Generate and classify text from user-defined (positive, negative) example pairs
Project description
pntx
pntx is a Python library that turns a handful of user-supplied (positive, negative)
text pairs into:
- Generation — synthesize new text on either side of the pair.
- Classification — label arbitrary text as
positiveornegative.
The meaning of "positive" and "negative" is entirely up to you. It doesn't have to be
sentiment — it can be formal/casual, policy-compliant/violating, or any other contrast
you define with examples. pntx never interprets the pairs; it only uses them as
few-shot and scoring material.
from pntx import PNTX
model = PNTX(backend="llama", model_path="model.gguf")
pairs = [
("The movie was fantastic", "The movie was boring"),
("Support was quick and helpful", "Support was slow and unhelpful"),
]
model.fit(pairs)
# Generation
texts = model.generate(
n=20,
side="positive",
temperature=1.0,
dedup=True, # filter near-duplicates (of each other and of the seed pairs)
verify=True, # self-classify and reject anything that doesn't match `side`
min_confidence=0.8, # confidence threshold used by verify
)
# Classification
result = model.classify("The staff were incredibly friendly")

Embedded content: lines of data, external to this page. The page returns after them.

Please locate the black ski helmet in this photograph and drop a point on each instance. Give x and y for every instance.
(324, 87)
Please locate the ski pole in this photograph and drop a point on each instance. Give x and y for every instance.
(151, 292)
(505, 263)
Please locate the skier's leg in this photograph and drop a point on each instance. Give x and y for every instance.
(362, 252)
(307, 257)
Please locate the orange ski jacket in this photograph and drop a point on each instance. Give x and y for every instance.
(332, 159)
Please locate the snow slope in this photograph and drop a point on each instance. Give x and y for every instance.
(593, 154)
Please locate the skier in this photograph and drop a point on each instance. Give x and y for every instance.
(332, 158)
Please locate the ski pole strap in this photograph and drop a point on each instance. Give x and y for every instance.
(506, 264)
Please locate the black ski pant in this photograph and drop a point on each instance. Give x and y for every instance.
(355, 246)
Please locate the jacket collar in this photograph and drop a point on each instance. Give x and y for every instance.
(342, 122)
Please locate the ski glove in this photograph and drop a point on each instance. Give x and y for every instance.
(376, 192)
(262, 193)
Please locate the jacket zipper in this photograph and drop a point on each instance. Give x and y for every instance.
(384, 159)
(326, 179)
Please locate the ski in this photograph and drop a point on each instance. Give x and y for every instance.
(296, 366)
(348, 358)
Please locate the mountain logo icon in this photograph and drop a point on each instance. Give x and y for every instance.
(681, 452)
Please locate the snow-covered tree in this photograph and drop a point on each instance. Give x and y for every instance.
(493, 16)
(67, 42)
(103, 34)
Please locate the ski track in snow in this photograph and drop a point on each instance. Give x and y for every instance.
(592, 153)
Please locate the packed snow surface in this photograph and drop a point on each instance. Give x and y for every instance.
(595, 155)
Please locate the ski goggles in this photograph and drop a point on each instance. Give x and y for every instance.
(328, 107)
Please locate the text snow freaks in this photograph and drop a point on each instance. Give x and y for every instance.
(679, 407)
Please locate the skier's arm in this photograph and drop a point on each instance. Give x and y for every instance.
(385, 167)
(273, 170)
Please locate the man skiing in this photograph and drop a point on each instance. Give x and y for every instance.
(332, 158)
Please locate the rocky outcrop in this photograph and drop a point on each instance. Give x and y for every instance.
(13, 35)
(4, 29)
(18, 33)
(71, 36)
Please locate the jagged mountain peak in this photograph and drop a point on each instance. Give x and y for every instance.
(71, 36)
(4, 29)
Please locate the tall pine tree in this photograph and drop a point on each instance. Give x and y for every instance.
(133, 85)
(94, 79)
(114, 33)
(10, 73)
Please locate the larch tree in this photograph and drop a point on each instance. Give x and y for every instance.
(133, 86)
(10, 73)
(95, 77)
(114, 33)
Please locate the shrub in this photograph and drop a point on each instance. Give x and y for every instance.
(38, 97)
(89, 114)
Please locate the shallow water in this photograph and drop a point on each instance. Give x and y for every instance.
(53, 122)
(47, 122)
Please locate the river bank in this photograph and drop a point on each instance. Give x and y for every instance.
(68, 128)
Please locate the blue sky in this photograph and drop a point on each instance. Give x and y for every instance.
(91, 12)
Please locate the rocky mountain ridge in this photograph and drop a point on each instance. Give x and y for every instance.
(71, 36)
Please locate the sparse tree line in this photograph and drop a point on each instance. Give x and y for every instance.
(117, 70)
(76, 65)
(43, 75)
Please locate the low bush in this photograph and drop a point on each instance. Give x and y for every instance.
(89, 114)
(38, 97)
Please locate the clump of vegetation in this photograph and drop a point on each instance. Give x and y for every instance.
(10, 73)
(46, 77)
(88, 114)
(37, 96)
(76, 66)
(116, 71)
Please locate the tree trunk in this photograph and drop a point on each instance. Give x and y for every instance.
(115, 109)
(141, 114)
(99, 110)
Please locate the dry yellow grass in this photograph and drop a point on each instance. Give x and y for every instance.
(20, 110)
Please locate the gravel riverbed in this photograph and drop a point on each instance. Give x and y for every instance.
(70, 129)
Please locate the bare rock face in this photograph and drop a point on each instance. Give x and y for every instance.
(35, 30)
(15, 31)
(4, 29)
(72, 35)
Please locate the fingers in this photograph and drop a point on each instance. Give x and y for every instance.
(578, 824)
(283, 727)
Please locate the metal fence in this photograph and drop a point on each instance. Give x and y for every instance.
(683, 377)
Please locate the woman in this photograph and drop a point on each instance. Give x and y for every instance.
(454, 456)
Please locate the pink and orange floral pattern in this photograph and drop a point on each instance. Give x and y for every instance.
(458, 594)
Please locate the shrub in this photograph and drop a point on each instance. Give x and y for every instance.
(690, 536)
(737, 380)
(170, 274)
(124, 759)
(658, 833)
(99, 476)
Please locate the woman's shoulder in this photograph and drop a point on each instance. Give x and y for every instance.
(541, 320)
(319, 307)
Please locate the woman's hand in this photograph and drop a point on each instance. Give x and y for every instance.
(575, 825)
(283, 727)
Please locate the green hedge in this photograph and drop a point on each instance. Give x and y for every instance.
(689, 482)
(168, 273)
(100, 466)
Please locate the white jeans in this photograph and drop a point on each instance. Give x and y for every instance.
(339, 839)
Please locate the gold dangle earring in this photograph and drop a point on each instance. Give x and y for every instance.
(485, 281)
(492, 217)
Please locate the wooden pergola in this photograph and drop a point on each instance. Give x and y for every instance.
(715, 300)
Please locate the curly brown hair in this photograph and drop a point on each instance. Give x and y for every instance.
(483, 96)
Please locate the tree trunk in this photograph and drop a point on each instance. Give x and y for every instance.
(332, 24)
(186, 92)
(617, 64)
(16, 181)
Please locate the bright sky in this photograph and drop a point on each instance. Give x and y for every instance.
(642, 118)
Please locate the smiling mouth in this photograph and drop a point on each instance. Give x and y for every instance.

result.label # "positive" | "negative"
result.confidence # float in [0.0, 1.0]
result == "positive" # True
results = model.classify_batch(texts) # batched, not a naive per-item loop
Installation
pntx uses uv for package management.
uv add pntx # core (zero dependencies)
uv add "pntx[llama]" # + llama.cpp in-process backend
uv add "pntx[anthropic]" # + Anthropic API backend
uv add "pntx[embeddings]" # + semantic similarity for selectors
The core package has no runtime dependencies. Each backend/feature lives behind its
own extra, and using one without installing it raises a clear ImportError with the
install command to run.
Backends
pntx runs models two ways:
LlamaCppBackend(pntx[llama]) — runs a GGUF model in-process viallama-cpp-python. This is the primary, most-tuned backend: classification uses token log-probabilities directly (score_choices), and batched classification reuses the shared few-shot prefix's KV cache across every item instead of re-evaluating it per item.AnthropicBackend(pntx[anthropic]) — calls the Anthropic Messages API. Since that API doesn't expose log-probabilities, classification asks the model to name the label and parses it out of the response instead (confidence is then a fixed convention value, not a calibrated probability). Batched classification runs requests concurrently (asyncio+ a semaphore), not in a sequential loop.
model = PNTX(backend="llama", model_path="model.gguf")
model = PNTX(backend="anthropic", model="claude-...")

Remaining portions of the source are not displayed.